A whole 19 working days before the UK transitions overnight away from one of the world’s most established trading relationships, with thousands of businesses still unprepared for the change, and British border posts and IT systems still not up and running, the Irish Taoiseach sat down with Boris Johnson to chat about fish.

According to today’s Irish Times, on Friday Micheál Martin “pointed out to the British prime minister, this idea of dividing lines across the seas and saying, ‘this is our fish and that’s your fish’ – I mean, the seas don’t operate like that”.

The fact that fish is still even on the table given its most minor of economic contributions is often thought to be a smokescreen, a means to make the EU look unreasonable and draw attention away from the more fundamental issues of state aid and the level playing field.
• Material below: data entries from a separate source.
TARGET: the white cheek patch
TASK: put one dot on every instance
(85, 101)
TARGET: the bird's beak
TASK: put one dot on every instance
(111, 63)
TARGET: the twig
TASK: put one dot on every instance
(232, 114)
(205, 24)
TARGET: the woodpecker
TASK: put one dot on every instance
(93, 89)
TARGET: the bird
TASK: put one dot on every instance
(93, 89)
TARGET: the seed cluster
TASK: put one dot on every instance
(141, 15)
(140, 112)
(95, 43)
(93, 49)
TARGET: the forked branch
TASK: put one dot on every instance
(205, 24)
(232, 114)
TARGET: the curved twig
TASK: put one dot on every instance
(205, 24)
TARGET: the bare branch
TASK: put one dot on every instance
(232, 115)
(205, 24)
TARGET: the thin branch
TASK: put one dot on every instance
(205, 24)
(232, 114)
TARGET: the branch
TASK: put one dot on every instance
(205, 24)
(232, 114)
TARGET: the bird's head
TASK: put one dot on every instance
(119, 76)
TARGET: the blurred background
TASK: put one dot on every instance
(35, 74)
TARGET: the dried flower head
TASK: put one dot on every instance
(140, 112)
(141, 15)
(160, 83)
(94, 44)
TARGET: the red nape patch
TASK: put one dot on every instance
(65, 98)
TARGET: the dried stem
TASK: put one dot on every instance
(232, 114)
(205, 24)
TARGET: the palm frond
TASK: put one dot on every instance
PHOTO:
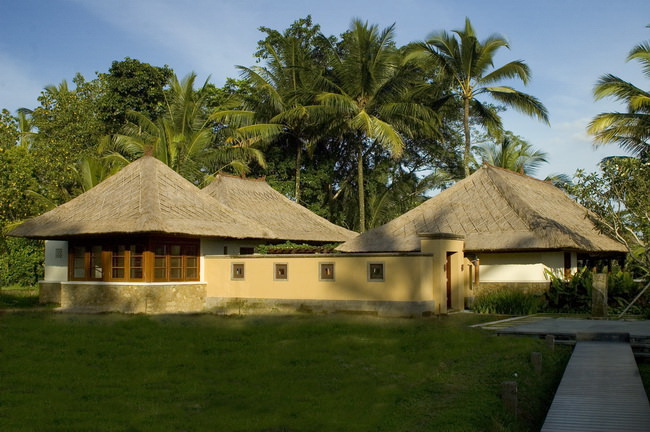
(521, 102)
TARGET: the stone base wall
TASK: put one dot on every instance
(136, 298)
(246, 306)
(49, 292)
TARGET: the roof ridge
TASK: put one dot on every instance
(508, 193)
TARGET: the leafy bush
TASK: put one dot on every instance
(508, 302)
(21, 261)
(621, 290)
(295, 248)
(572, 295)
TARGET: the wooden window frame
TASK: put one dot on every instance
(281, 272)
(322, 272)
(187, 261)
(238, 271)
(371, 277)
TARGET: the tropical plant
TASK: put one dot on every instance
(465, 62)
(287, 84)
(368, 101)
(507, 301)
(620, 196)
(569, 295)
(512, 153)
(184, 136)
(631, 129)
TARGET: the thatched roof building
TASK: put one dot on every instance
(256, 200)
(495, 210)
(144, 197)
(148, 197)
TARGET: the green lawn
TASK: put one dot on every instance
(61, 372)
(18, 297)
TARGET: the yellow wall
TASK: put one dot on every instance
(521, 266)
(406, 277)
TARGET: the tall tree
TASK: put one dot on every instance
(368, 101)
(131, 85)
(184, 137)
(295, 61)
(620, 195)
(512, 153)
(68, 128)
(631, 129)
(469, 65)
In one way or another, the two will have to balance against each other – if the UK is to make significant concessions on the level playing field it will insist on big EU concessions on fish – but while the former is reportedly seen as the ‘real’ obstacle as far as the EU is concerned, when it comes to selling this deal to the British public, it is also the easiest to fudge.

Red herrings: fish category report 2020

This is because – somewhat assumptively of course – that in the midst of a pandemic and with Christmas planning underway, most people in the UK seem unlikely to either understand, or care, about the level playing field, a technical and largely esoteric concept that does not lend itself to clear and obvious impacts on day-to-day lives.
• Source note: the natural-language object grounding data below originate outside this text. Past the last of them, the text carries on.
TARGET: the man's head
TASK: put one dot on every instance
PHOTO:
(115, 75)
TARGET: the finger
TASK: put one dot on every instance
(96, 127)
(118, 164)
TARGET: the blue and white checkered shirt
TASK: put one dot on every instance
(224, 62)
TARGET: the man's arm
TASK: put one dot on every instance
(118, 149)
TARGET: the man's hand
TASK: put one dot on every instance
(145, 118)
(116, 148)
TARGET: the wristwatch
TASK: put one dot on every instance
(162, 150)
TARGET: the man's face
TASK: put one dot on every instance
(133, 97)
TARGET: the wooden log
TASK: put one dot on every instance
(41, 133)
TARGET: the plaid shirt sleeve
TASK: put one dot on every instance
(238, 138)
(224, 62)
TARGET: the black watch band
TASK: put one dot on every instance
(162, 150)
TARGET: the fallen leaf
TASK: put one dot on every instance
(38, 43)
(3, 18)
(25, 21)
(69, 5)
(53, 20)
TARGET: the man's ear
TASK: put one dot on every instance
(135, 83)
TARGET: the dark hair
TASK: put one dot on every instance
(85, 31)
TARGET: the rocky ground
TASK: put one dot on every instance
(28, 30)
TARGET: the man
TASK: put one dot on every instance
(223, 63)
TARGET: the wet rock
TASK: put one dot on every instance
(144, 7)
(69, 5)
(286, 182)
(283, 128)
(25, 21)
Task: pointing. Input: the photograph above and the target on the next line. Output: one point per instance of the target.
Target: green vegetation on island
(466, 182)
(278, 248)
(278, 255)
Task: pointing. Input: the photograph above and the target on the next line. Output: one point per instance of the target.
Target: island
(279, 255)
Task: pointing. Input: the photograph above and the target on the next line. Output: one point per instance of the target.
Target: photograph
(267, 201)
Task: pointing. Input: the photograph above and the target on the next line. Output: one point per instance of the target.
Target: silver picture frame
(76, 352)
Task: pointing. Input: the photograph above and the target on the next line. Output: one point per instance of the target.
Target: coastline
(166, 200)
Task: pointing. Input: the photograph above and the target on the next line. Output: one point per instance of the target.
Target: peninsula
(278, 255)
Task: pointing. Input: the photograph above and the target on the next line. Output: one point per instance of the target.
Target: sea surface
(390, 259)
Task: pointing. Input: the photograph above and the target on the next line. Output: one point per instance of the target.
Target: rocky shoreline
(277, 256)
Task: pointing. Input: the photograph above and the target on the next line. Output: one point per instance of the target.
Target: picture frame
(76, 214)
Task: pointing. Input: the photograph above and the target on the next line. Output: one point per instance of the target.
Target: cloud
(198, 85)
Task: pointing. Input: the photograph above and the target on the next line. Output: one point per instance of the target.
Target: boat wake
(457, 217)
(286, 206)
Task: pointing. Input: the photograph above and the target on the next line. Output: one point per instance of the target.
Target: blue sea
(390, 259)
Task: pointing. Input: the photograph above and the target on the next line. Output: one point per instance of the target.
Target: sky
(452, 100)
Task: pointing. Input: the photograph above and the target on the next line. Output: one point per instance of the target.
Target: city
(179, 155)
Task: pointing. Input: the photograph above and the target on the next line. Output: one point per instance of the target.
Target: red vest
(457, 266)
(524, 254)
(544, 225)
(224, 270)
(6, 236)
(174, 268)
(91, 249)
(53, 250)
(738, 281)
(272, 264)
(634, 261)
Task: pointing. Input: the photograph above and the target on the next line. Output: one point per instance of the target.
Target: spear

Fish, on the other hand, in the context of these negotiations, can be sold as clear cut. It involves quotas and therefore numbers, easily translatable into a trade deal ‘win’ or a ‘loss’. When the EU reportedly offered to return 18% of fish caught in UK waters last week, the inequity was clear. “They should give us back all our fish,” go the cries.

Perhaps for this reason the UK is far less able to budge on fish than would seem at all reasonable. Because for millions of people across the UK who abandoned caring about Brexit long ago, fish will be an easy, clean-cut barometer on which the UK’s deal will be judged.